To evaluate the homogeneity of the samples prepared in this study, ten samples were analyzed by the MPN method at a reference laboratory and the results were statistically analyzed (Table 1). The E. coli MPN levels ranged from 330,000 to 490,000 MPN/100 g. Median, geometric median (GM), and mean values were 490,000 MPN/100 g, 449,900 MPN/100 g, and 455,000 MPN/100 g, respectively. Differences between the means of each sample were estimated by one-way ANOVA. The values (mean±SE of ten replication samples) were significantly different (P<0.01). Considering the above results, we concluded that because of their stability and homogeneity (Table 1), the samples prepared in the current study could be used as PT specimens for enumerating E. coli in molluscan bivalve shellfish.

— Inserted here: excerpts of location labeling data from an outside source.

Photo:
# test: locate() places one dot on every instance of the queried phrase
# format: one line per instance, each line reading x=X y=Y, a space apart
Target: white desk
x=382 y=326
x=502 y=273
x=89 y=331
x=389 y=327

After determining the homogeneity of samples, samples were distributed by overnight courier at less than 8^°C to 17 participants involved in the PT program. The enumeration of E. coli was performed by the MPN method as mentioned above (American Public Health Association, 1970). The E. coli MPN levels obtained from the participating laboratories ranged from 68 to 790,000 MPN/100 g. Median and GM values were 120,000 MPN/100 g and 35,653 MPN/100 g, respectively (Table 2). The statistical evaluations of the results obtained from inter- and intra-laboratory variation indicated that no significant difference existed in the accuracy of these techniques among participants, which indicated z-scores ≤±2, and they suggested that the preparation of PT specimens for the enumeration of E. coli in shellfish was successful (Medina-Pastor et al., 2010).